Linear Discriminant Analysis, we often utilize logistic regression when we have a collection of predictor factors and want to categorize a response variable into one of two classes.

In the following circumstance, we may utilize logistic regression.

We want to use a customer’s credit score and bank balance to predict whether they would eligible on a loan. (Select “Yes” or “No” as the response variable.)

Convolutional Neural Networks » finnstats

## Linear Discriminant Analysis

When there are more than two distinct classes for a response variable, however, we usually choose to employ a method called linear discriminant analysis, or LDA.

Market Basket Analysis in Data Mining » What Goes WIth What » finnstats

For instance, in the following circumstance, we may use LDA

We want to use points per game to forecast if a high school cricket player will be accepted into one of three divisions, like Division 1, Division 2, or Division 3.

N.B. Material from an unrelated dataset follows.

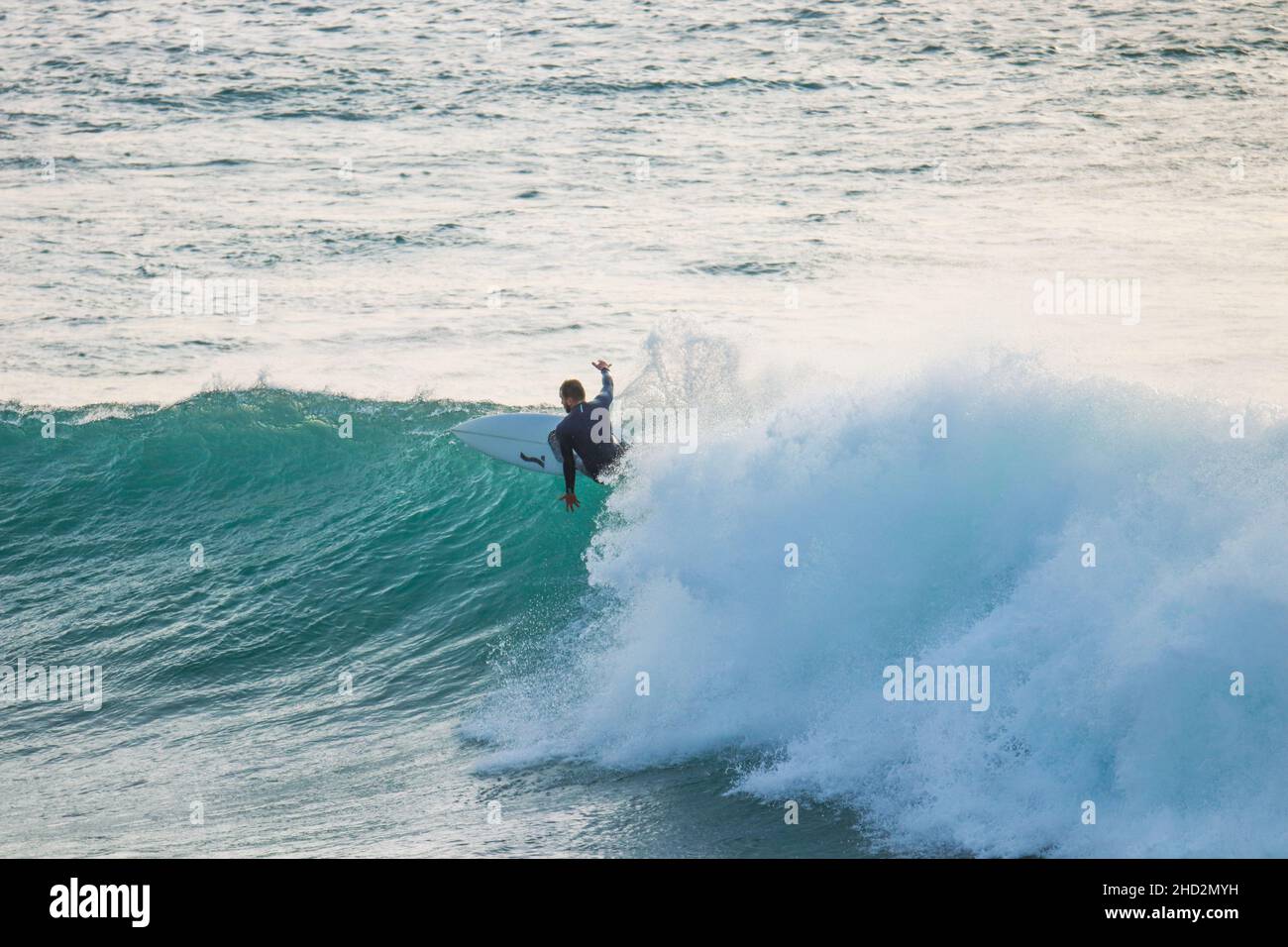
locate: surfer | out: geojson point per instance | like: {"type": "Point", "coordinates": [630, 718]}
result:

Although both LDA and logistic regression models are used for classification, it turns out that LDA is significantly more stable than logistic regression when making predictions for several classes, and is hence the preferable approach to utilize when the response variable has more than two classes.

When compared to logistic regression, LDA performs better when sample sizes are small, making it a favored method to utilize when big samples are unavailable.

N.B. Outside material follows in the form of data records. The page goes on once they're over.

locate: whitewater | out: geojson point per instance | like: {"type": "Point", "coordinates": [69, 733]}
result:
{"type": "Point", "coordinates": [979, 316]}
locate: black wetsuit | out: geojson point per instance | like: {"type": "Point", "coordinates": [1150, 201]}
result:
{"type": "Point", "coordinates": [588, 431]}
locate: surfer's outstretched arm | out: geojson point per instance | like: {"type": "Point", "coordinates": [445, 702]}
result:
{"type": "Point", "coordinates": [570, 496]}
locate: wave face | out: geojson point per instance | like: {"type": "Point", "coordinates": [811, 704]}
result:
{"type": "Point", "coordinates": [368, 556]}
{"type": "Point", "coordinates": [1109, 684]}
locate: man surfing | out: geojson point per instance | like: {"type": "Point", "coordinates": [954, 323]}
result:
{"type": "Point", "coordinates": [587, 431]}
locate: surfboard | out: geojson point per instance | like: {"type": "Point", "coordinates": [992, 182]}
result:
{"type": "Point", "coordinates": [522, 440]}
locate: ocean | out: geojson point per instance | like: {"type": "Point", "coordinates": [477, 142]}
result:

Binomial Distribution in R-Quick Guide » finnstats

### How to Construct LDA Models

(1) Each predictor variable’s values are uniformly distributed. That is, a histogram depicting the distribution of values for a given predictor would roughly have a “bell shape.”

(2) The variance of each predictor variable is the same. Because this virtually never happens in real-world data, we scale each variable to have the same mean and variance before building an LDA model.

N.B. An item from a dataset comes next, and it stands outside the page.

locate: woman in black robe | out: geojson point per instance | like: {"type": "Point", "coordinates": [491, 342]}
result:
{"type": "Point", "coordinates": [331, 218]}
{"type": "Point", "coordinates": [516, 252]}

How to Calculate Phi Coefficient in R » Association » finnstats

LDA then estimates the following values once these assumptions are met:

μk: The average of all kth-class training observations.

σ2: For each of the k classes, the weighted average of the sample variances.

πk: The proportion of the training observations that belong to the kth class.

LDA then plugs these numbers into the formula below, assigning each observation X = x to the class with the highest value produced by the formula:

`Dk(x) = x * (k/2) – (k2/22) + log(k) Dk(x) = x * (k/2) – (k2/22)`

The name LDA comes from the fact that the value produced by the function above is the result of linear functions of x.

Types of Data Visualization Charts » Advantages» finnstats

#### How to Get Data Ready for LDA

Before using an LDA model on your data, make sure it fits the following criteria:

1. There is a categorical response variable. LDA models are intended for use in classification problems, in which the response variable can be classified into groups or categories.

2. The predictor variables are distributed normally. First, make sure that each predictor variable has a normal distribution. If this is not the case, you may want to alter the data first to normalize the distribution.

3. The variance of each predictor variable is the same. LDA presupposes that each predictor variable has the same variance, as previously stated.

Because this is uncommon in practice, it’s a good idea to scale each variable in the dataset to have a mean of 0 and a standard deviation of 1.

What Data Science Is and What You Can Do With It » finnstats

4. Take into account severe outliers. Before using LDA, make sure the dataset is free of extreme outliers. Using boxplots or scatterplots, you can usually visually check for outliers.